L’expanded edition de 1982 ajoute un chapitre de Joseph L. Anderson dans lequel il revient sur la période muette avec des éléments qui n’avaient pas été évoqués en 1959. Il fait par ailleurs le point sur l’impact du petit écran entre 1959 et 1982. Donald Richie se concentre lui sur les carrières des réalisateurs entre 1959 et 1982, à la fois ceux qui avaient été mentionnés dans l’édition originale et les nouveaux qui ont percé.
Il peut sembler curieux d’aller lire un livre de 1959 (l’expanded edition de 1982 se contentant d’accoler 40 pages en conclusion sans toucher ce qui précède) alors que de nombreux bouquins ont été écrits sur le sujet depuis. Sur un plan critique et scientifique, l’âge de The Japanese Film: Art and Industry se ressent : il n’y a aucune note bibliographique, aucune source précise, et on retrouve les problèmes inhérents aux textes de Donald Richie soit une focalisation excessive sur quelques personnalités et un certain orientalisme. Ces défauts sont surtout flagrants dans la deuxième partie, essentiellement composée par Richie, avec des avis à l’emporte-pièce et un dédain pour le cinéma populaire. L’intérêt de The Japanese Film: Art and Industry est en fait dans son volet historique, la spécialité de Joseph L. Anderson. En 1959, les figures clés du cinéma japonais des années 10 à 50 étaient encore vivantes et Joseph L. Anderson a pu recueillir quantité d’informations précieuses. Pour chaque lustre, il détaille le destin des studios et de l’industrie, les évolutions des genres et des sujets, et les films importants. Dans le style généraliste, je n’avais jamais rien lu d’aussi fouillé et ça demeure une référence incontournable rarement égalée de nos jours.

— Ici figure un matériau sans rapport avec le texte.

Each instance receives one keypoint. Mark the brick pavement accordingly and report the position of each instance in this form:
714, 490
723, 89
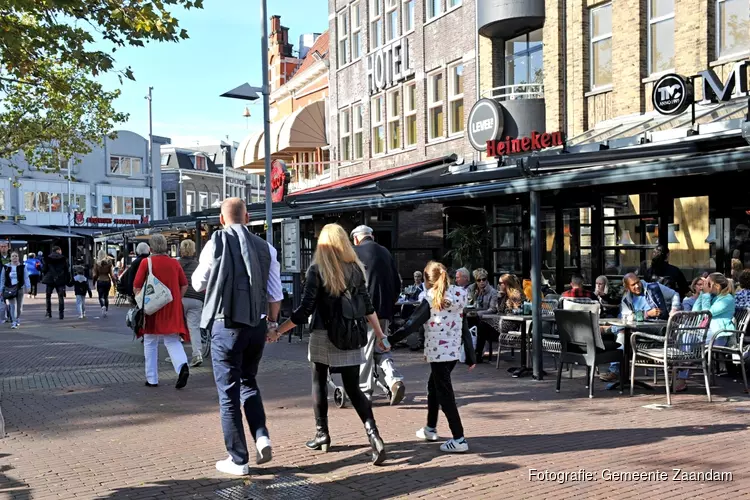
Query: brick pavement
88, 428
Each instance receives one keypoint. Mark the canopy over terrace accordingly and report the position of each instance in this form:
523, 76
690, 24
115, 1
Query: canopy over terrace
303, 130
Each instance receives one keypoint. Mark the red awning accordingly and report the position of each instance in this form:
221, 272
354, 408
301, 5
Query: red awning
359, 180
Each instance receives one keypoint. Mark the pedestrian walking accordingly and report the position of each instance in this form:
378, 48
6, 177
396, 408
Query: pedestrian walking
34, 271
13, 284
334, 282
82, 288
104, 278
384, 286
441, 314
192, 302
56, 277
242, 280
168, 323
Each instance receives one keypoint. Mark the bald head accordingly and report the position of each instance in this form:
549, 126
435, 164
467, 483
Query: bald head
233, 211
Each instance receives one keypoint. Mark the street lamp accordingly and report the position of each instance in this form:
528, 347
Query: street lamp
249, 93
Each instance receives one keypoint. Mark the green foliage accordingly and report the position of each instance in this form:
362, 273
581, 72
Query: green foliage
467, 243
51, 107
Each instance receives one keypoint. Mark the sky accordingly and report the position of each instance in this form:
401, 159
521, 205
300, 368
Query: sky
188, 77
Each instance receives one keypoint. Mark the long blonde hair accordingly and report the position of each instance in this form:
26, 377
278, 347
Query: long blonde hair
436, 279
332, 255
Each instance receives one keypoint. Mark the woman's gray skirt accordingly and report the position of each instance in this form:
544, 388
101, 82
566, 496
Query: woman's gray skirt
321, 350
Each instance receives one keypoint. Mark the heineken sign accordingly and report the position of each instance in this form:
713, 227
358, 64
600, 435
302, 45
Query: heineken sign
388, 66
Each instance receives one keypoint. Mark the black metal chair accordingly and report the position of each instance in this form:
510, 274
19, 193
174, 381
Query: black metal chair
582, 343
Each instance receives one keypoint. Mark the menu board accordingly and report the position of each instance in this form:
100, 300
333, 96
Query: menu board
290, 246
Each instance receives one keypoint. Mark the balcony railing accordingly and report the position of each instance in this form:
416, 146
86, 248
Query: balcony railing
517, 91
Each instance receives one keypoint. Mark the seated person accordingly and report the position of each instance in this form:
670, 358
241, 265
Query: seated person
654, 300
508, 299
576, 289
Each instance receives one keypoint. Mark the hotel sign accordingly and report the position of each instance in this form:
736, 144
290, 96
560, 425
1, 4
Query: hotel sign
388, 65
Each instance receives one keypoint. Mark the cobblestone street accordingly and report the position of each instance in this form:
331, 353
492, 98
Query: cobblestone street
80, 424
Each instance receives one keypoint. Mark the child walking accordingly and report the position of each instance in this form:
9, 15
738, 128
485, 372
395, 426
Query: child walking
441, 312
82, 287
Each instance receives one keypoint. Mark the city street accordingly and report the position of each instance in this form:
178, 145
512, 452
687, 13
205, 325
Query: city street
80, 424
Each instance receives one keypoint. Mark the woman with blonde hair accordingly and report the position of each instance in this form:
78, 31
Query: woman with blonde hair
335, 281
104, 278
441, 314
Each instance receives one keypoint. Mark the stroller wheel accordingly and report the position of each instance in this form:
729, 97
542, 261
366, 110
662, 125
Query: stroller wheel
339, 397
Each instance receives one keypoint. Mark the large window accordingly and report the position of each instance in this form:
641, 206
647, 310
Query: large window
346, 137
124, 165
601, 46
356, 19
376, 24
523, 61
435, 106
408, 15
358, 145
394, 120
456, 99
378, 129
660, 35
732, 27
392, 23
410, 113
342, 30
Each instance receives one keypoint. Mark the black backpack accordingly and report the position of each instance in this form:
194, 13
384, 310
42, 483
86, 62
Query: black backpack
347, 326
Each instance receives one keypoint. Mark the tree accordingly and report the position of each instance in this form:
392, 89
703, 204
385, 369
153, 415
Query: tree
51, 107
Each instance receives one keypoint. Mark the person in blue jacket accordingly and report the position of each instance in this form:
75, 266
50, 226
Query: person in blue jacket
716, 297
34, 271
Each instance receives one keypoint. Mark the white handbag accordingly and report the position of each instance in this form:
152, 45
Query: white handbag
154, 294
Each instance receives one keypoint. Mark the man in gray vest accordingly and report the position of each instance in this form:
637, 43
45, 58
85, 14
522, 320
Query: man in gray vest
242, 280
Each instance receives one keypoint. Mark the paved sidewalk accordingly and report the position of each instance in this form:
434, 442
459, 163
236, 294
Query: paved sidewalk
81, 424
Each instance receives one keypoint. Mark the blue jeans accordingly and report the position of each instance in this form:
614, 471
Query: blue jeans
235, 355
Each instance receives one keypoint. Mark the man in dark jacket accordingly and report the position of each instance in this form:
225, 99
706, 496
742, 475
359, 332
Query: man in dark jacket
384, 285
56, 277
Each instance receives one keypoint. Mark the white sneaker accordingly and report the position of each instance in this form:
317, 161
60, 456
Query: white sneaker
454, 446
264, 453
227, 466
426, 434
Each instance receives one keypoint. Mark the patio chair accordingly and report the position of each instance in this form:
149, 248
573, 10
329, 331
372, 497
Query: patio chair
736, 346
582, 343
683, 346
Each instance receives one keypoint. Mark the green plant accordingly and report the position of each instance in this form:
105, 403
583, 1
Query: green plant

Le temple du dieu Mazon - Chroniques de la lune rouge 2 de Jean-Pierre Fontana & Alain Paris (Fleuve noir, collection « Anticipation », 1985), 183 p.
La frontière entre le Mercent et le pays Mazon franchie, Sarkô erre dans le désert et tombe, quasi mourant, sur un dirigeable écrasé. Il y trouve de l’eau, de la nourriture, et une étrange carte qu’il est incapable de déchiffrer et qu’il emmène avec lui. Il continue son chemin à la recherche de sa famille enlevée. Au cours de ses pérégrinations, il se lie avec une prostituée, un mercenaire et un savant, et se rapproche doucement du convoi qui conduit son clan au temple du dieu mazon, une terrible entité qui dévore les prisonniers qui lui sont offerts.

Le temple du dieu Mazon est le second volume des Chroniques de la lune rouge. C’est toujours agréable sans être révolutionnaire, on explore le vaste territoire mazon, l’action prend le pas sur la réflexion, les personnages sont clichés mais ça fonctionne, avec un dernier tiers dans la jungle très pulp horrifique. Vivement la suite.


Revues
L'oiseau Magazine n°154 – Printemps 2024
Si le gros dossier arbres et haies ne m’a pas appris grand-chose, il y avait plusieurs articles qui m’ont intéressé ce trimestre : comme d’habitude, le petit texte d’éthologie de Samara Danel était passionnant, il portait sur le meurtre entre congénères chez les araçaris (famille des toucans) ; le premier reportage sur la lente extinction du Grand Tétras dans les Vosges est déprimant ; le second sur la fauconnerie au Moyen-Orient est en revanche encourageant, avec un abandon progressif de certaines pratiques destructrices ; un bref résumé des atouts du lierre vient rappeler l’importance de cette plante malaimée ; après les jumelles, L'oiseau Magazine se penche sur les longues vues en comparant dix modèles dans quatre catégories de prix ; enfin, un descriptif d’un voyage en Asie centrale présente la faune de ces lieux sauvages où je n’irai pas car fort peu démocratiques.